Programmable SIM cards use cases
Programmable SIMs can be configured to switch among multiple operators to maintain the best possible connection in any location, an attribute that is particularly valued in fields that require uninterrupted real-time location tracking, including vehicle tracking.
Companies around the world spend millions of dollars and thousands of man hours every year trying to locate misplaced equipment. Programmable SIM solutions have proved to be a valuable mitigant in this regard. Nanolink, for example, offers programmable SIM-based trackers that can be securely attached to high-value equipment so that firms can quickly track them down.
Because they can be provisioned with multiple operator profiles, programmable SIM solutions are particularly suited to package tracking. A notable example is SenseAware, a FedEx solution that uses eSIMs and M2M modules to keep track of high-value packages.
Acquiring real-time patient data
Getting real-time data for diagnostic purposes can be challenging when patients are on the move or at home. Programmable SIM solutions can be invaluable in such circumstances as well. For instance, the Canadian firm m-Health offers a SIM-based electrocardiographic device dubbed m-CARD that tracks cardiac electrical activity and transmits the information to user-specified locations for analysis. The company also offers wearables and AR glasses for medical and recreational uses that can collect and securely transmit data to remote locations as well. Apart from ensuring these devices to maintain unbroken connectivity, programmable eSIMs also allow m-Health and other wearables manufacturers to make smaller, more power-efficient connected devices than would be possible with traditional SIMs or other applicable connectivity technologies.
Cellular vehicle-to-everything (C2VX)
Programmable SIM solutions are also seeing increasing adoption in cellular vehicle-to-everything (C2VX) applications, where they can ensure uninterrupted connectivity as cars move or are sold in different countries.
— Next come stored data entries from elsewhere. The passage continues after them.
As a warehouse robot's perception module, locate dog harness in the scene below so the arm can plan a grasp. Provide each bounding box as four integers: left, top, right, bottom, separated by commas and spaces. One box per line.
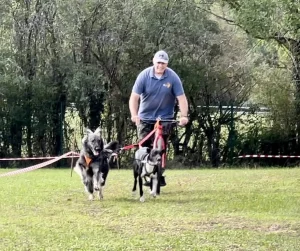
139, 154, 157, 176
84, 155, 93, 168
84, 152, 117, 169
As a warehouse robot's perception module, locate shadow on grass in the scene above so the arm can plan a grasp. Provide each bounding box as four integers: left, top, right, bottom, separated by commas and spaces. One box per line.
111, 189, 211, 204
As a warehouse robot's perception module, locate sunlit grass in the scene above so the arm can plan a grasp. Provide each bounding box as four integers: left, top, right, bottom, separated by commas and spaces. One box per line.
1, 168, 300, 250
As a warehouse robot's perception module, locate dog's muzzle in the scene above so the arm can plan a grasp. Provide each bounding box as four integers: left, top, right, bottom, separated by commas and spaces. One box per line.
93, 147, 102, 156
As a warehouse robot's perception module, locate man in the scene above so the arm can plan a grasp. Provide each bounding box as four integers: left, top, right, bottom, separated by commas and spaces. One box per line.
129, 50, 189, 186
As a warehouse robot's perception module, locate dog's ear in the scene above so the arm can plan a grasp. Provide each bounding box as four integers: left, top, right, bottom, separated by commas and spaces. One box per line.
85, 128, 93, 135
94, 127, 102, 135
82, 128, 92, 145
146, 147, 151, 153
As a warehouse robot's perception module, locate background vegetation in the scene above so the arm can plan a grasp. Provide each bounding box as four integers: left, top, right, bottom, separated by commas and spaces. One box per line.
1, 0, 300, 167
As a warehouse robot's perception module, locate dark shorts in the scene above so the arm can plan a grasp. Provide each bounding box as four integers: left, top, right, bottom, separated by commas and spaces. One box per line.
137, 120, 175, 148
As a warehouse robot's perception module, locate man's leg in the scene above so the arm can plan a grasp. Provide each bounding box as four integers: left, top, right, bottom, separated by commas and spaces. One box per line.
137, 121, 154, 148
159, 122, 176, 187
137, 121, 154, 186
159, 134, 169, 187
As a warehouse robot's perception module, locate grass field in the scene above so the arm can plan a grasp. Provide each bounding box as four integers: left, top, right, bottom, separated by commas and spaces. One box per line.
1, 167, 300, 251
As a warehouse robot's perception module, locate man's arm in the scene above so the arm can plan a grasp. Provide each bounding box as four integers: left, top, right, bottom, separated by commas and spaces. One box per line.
177, 94, 188, 116
129, 92, 140, 124
177, 94, 189, 126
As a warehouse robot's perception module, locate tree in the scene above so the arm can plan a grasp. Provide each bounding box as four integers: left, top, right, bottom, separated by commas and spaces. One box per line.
215, 0, 300, 151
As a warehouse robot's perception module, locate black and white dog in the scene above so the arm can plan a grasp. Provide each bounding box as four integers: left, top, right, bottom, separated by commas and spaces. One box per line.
132, 147, 165, 202
74, 128, 119, 200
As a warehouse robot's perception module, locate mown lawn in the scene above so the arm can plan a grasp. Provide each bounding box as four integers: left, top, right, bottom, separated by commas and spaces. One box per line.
1, 168, 300, 251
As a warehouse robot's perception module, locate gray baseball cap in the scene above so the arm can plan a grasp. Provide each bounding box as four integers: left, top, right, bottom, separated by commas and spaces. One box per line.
153, 50, 169, 63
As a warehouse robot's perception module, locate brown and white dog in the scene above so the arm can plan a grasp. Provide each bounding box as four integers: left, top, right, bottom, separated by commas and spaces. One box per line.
74, 128, 119, 200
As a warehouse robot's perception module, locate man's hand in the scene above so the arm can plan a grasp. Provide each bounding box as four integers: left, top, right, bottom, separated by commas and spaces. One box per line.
178, 116, 189, 126
131, 115, 141, 125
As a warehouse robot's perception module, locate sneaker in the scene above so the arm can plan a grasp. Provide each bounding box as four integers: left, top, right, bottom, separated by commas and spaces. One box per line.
143, 176, 167, 187
143, 180, 151, 187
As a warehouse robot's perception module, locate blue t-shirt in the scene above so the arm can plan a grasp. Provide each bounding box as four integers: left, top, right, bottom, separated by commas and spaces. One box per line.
132, 66, 184, 120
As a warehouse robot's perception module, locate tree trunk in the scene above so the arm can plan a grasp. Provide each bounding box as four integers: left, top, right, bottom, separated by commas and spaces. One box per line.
293, 53, 300, 152
10, 122, 22, 157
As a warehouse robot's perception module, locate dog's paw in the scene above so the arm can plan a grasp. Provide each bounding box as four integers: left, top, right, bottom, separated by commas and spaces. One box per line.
132, 191, 137, 197
97, 188, 103, 200
139, 196, 145, 203
150, 191, 157, 197
88, 194, 94, 201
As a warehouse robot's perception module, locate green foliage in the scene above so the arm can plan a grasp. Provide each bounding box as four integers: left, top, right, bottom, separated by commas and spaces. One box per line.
222, 0, 300, 38
216, 0, 300, 160
252, 64, 296, 134
1, 0, 299, 164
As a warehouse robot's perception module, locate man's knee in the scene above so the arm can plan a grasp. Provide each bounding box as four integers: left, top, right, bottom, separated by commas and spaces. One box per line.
137, 122, 154, 147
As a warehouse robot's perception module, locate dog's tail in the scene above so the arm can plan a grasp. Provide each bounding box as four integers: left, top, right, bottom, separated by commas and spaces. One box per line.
104, 140, 120, 151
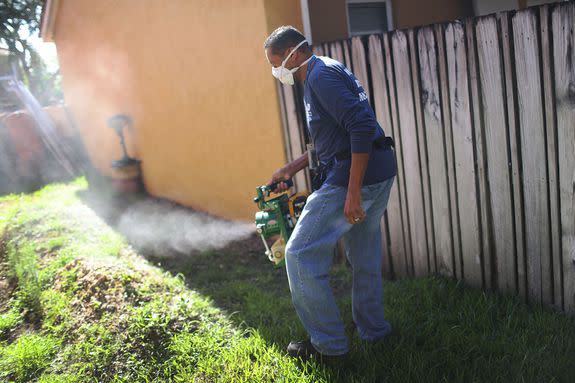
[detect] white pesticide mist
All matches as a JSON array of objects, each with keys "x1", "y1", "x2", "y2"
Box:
[
  {"x1": 116, "y1": 198, "x2": 255, "y2": 256},
  {"x1": 1, "y1": 78, "x2": 80, "y2": 175}
]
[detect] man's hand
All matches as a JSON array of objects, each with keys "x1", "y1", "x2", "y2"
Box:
[
  {"x1": 267, "y1": 152, "x2": 310, "y2": 193},
  {"x1": 269, "y1": 167, "x2": 292, "y2": 193},
  {"x1": 345, "y1": 187, "x2": 366, "y2": 224}
]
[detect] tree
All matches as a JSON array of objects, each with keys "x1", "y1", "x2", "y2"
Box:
[
  {"x1": 1, "y1": 0, "x2": 62, "y2": 107},
  {"x1": 1, "y1": 0, "x2": 42, "y2": 72}
]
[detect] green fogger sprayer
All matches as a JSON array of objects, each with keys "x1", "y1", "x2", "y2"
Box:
[{"x1": 253, "y1": 179, "x2": 309, "y2": 265}]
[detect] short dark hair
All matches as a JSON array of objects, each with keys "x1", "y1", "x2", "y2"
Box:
[{"x1": 264, "y1": 26, "x2": 309, "y2": 55}]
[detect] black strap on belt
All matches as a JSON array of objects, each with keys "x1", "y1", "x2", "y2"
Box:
[{"x1": 334, "y1": 136, "x2": 394, "y2": 161}]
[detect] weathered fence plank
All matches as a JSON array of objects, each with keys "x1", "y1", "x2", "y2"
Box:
[
  {"x1": 392, "y1": 30, "x2": 427, "y2": 276},
  {"x1": 343, "y1": 39, "x2": 352, "y2": 68},
  {"x1": 445, "y1": 22, "x2": 483, "y2": 288},
  {"x1": 465, "y1": 19, "x2": 490, "y2": 290},
  {"x1": 540, "y1": 3, "x2": 563, "y2": 310},
  {"x1": 513, "y1": 9, "x2": 552, "y2": 306},
  {"x1": 552, "y1": 2, "x2": 575, "y2": 313},
  {"x1": 351, "y1": 37, "x2": 371, "y2": 101},
  {"x1": 365, "y1": 36, "x2": 392, "y2": 279},
  {"x1": 322, "y1": 42, "x2": 331, "y2": 57},
  {"x1": 380, "y1": 215, "x2": 393, "y2": 279},
  {"x1": 499, "y1": 12, "x2": 525, "y2": 299},
  {"x1": 368, "y1": 35, "x2": 393, "y2": 141},
  {"x1": 280, "y1": 84, "x2": 308, "y2": 192},
  {"x1": 409, "y1": 29, "x2": 434, "y2": 276},
  {"x1": 276, "y1": 84, "x2": 294, "y2": 163},
  {"x1": 417, "y1": 27, "x2": 453, "y2": 277},
  {"x1": 330, "y1": 41, "x2": 345, "y2": 64},
  {"x1": 436, "y1": 24, "x2": 462, "y2": 281},
  {"x1": 476, "y1": 16, "x2": 515, "y2": 293},
  {"x1": 368, "y1": 34, "x2": 407, "y2": 279},
  {"x1": 384, "y1": 33, "x2": 411, "y2": 277}
]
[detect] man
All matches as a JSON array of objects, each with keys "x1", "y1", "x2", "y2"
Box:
[{"x1": 264, "y1": 26, "x2": 397, "y2": 362}]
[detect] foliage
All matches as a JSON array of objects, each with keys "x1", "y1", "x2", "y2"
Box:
[
  {"x1": 0, "y1": 1, "x2": 42, "y2": 52},
  {"x1": 0, "y1": 308, "x2": 21, "y2": 340},
  {"x1": 0, "y1": 0, "x2": 63, "y2": 107},
  {"x1": 0, "y1": 333, "x2": 59, "y2": 383}
]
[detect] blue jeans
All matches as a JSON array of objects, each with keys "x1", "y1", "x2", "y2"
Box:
[{"x1": 285, "y1": 176, "x2": 395, "y2": 355}]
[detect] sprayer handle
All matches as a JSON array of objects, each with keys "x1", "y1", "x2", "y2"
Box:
[{"x1": 268, "y1": 178, "x2": 294, "y2": 192}]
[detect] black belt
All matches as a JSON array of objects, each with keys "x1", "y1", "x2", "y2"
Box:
[{"x1": 334, "y1": 136, "x2": 394, "y2": 161}]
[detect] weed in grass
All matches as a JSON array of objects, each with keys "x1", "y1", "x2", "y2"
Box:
[
  {"x1": 46, "y1": 237, "x2": 66, "y2": 252},
  {"x1": 58, "y1": 317, "x2": 120, "y2": 381},
  {"x1": 54, "y1": 258, "x2": 81, "y2": 294},
  {"x1": 7, "y1": 242, "x2": 43, "y2": 319},
  {"x1": 125, "y1": 299, "x2": 175, "y2": 358},
  {"x1": 37, "y1": 218, "x2": 68, "y2": 238},
  {"x1": 97, "y1": 232, "x2": 126, "y2": 258},
  {"x1": 0, "y1": 333, "x2": 59, "y2": 383},
  {"x1": 37, "y1": 373, "x2": 81, "y2": 383},
  {"x1": 166, "y1": 323, "x2": 317, "y2": 383},
  {"x1": 38, "y1": 257, "x2": 74, "y2": 293},
  {"x1": 41, "y1": 289, "x2": 73, "y2": 335},
  {"x1": 0, "y1": 307, "x2": 21, "y2": 340}
]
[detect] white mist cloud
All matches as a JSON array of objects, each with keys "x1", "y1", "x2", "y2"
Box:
[{"x1": 116, "y1": 198, "x2": 255, "y2": 256}]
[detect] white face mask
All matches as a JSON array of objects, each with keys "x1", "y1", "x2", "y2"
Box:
[{"x1": 271, "y1": 40, "x2": 313, "y2": 86}]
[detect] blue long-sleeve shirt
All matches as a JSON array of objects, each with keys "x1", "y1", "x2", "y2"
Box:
[{"x1": 303, "y1": 55, "x2": 397, "y2": 187}]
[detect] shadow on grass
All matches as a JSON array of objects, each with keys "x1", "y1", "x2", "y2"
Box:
[{"x1": 77, "y1": 189, "x2": 575, "y2": 383}]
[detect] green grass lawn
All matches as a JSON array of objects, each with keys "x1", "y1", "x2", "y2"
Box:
[{"x1": 0, "y1": 178, "x2": 574, "y2": 382}]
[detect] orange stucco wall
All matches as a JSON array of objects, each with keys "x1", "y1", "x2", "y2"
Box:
[
  {"x1": 52, "y1": 0, "x2": 302, "y2": 221},
  {"x1": 263, "y1": 0, "x2": 304, "y2": 34}
]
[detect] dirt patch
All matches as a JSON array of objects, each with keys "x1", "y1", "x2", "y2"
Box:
[{"x1": 52, "y1": 257, "x2": 152, "y2": 331}]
Apart from ensuring unbroken connectivity, programmable SIM solutions can help carmakers meet certain regulatory requirements in a more convenient matter. For instance, authorities in Europe, the United States and Russia require vehicles to be locatable during emergencies; carmakers can provide a single programmable SIM to connect to both emergency services and the car owner’s cellular services of choice.
Benefits of programmable SIM cards
One of the most notable benefits of programmable SIM cards is ease of management; organizations can configure and update a large number of SIMs over the air quickly and efficiently. In addition, because users can easily switch to an operator offering the best value for their money at any given moment, these SIMs can help cut costs by a significant margin. And as they can be installed virtually anywhere on a motherboard, programmable SIMs can make phone design easier, allowing for more innovation and helping handset manufacturers find additional space to install componentry.
The ability to download local SIM profiles over the air means travelers can avoid international roaming costs. Programmable SIMs may also make possible new business models, such as forms of account aggregation that would present customers with a single bill for usage across multiple networks, or the ability to automatically switch to a network offering the best rates or coverage at any given moment.